[Physics] Conservation of Energy of two charged blocks connected by light spring

Question

Two identical blocks resting on a frictionless, horizontal surface are
connected by a light spring having a spring constant $k = 100 N/m$ and
an unstretched length $L_i=0.400 m$. A charge $Q$ is slowly placed on
each block, causing the spring to stretch to an equilibrium length
$L=0.500 m$. Determine the value of $Q$, modeling the blocks as
charged particles.

So I was able to solve the problem using particle in equilibrium as follows
$$ F_e = k\Delta x \Rightarrow $$
$$ F_e = \frac{k_e Q^2}{L^2} = k(L-L_i) \Leftrightarrow $$
$$ Q= L \sqrt{\frac{k(L-L_i)}{k_e}} = \boxed{ 1.67 \times 10^{-5}C} $$

However, I am trying to solve the problem using conservation of energy, but I am getting a different answer probably due to something wrong I did:

Since the blocks are charged slowly, I ignored kinetic energy: External work done by the force $F_e$ is equivalent to the spring elastic potential energy,

$$ \int_{L_i}^{L} F_e dx = \frac{1}{2}k \left(L-L_i\right)^2 \Rightarrow $$
$$ \int_{L_i}^{L} \frac{k_e Q^2}{x^2} dx = 0.5 \Leftrightarrow $$
$$ \left.\frac{-k_e Q^2}{x}\right|^{0.5}_{0.4} = 0.5 \Leftrightarrow \boxed{Q= 1.05 \times 10^{-5}C } $$
The answers do not match!
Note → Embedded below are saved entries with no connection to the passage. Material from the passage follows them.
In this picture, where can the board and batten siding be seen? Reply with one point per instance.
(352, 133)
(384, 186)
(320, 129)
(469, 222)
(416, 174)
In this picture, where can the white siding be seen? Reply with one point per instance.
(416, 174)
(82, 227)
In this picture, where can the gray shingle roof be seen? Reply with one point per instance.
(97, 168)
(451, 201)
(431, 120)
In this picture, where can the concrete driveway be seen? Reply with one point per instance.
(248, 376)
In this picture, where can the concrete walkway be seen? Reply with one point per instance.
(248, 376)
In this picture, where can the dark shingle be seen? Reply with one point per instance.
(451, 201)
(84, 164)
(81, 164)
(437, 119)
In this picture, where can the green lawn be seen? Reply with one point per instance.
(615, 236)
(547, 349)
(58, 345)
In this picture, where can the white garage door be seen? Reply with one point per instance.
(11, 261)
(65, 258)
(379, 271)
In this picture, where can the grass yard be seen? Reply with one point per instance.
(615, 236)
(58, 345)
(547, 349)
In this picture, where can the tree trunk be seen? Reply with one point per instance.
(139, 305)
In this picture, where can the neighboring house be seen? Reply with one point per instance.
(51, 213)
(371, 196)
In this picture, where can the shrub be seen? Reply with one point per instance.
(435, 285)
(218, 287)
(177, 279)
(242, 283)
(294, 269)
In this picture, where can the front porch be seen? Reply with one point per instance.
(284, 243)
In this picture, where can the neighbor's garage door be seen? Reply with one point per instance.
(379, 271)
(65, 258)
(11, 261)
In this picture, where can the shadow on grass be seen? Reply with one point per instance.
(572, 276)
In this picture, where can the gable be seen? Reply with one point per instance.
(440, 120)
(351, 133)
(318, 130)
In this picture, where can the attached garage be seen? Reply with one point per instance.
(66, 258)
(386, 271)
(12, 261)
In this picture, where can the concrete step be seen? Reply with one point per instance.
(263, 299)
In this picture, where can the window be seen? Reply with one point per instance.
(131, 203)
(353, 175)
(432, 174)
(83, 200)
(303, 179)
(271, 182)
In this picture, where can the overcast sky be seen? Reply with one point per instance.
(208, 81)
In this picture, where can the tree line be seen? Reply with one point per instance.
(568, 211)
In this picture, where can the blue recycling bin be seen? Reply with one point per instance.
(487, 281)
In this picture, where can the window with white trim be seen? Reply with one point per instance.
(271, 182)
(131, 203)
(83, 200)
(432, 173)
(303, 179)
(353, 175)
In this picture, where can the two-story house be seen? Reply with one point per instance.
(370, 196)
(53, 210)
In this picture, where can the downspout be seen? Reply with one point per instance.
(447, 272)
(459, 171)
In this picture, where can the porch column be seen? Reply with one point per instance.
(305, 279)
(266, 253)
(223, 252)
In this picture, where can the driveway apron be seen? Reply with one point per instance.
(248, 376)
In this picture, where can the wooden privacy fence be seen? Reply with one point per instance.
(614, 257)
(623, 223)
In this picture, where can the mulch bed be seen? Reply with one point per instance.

I assume there is missing energy.

Answer 1

The charge on one block not only repels the charge on the other block, but it also repels the $dq$ charge that you are bringing to charge the system.

As you are slowly charging the system and slowly building up the charges, the force $F_e$ as you integrate is not a constant since the charge is increasing slowly. You may also need to account for the self-energy to build the charged system from scratch (a charge of 0 to 2Q).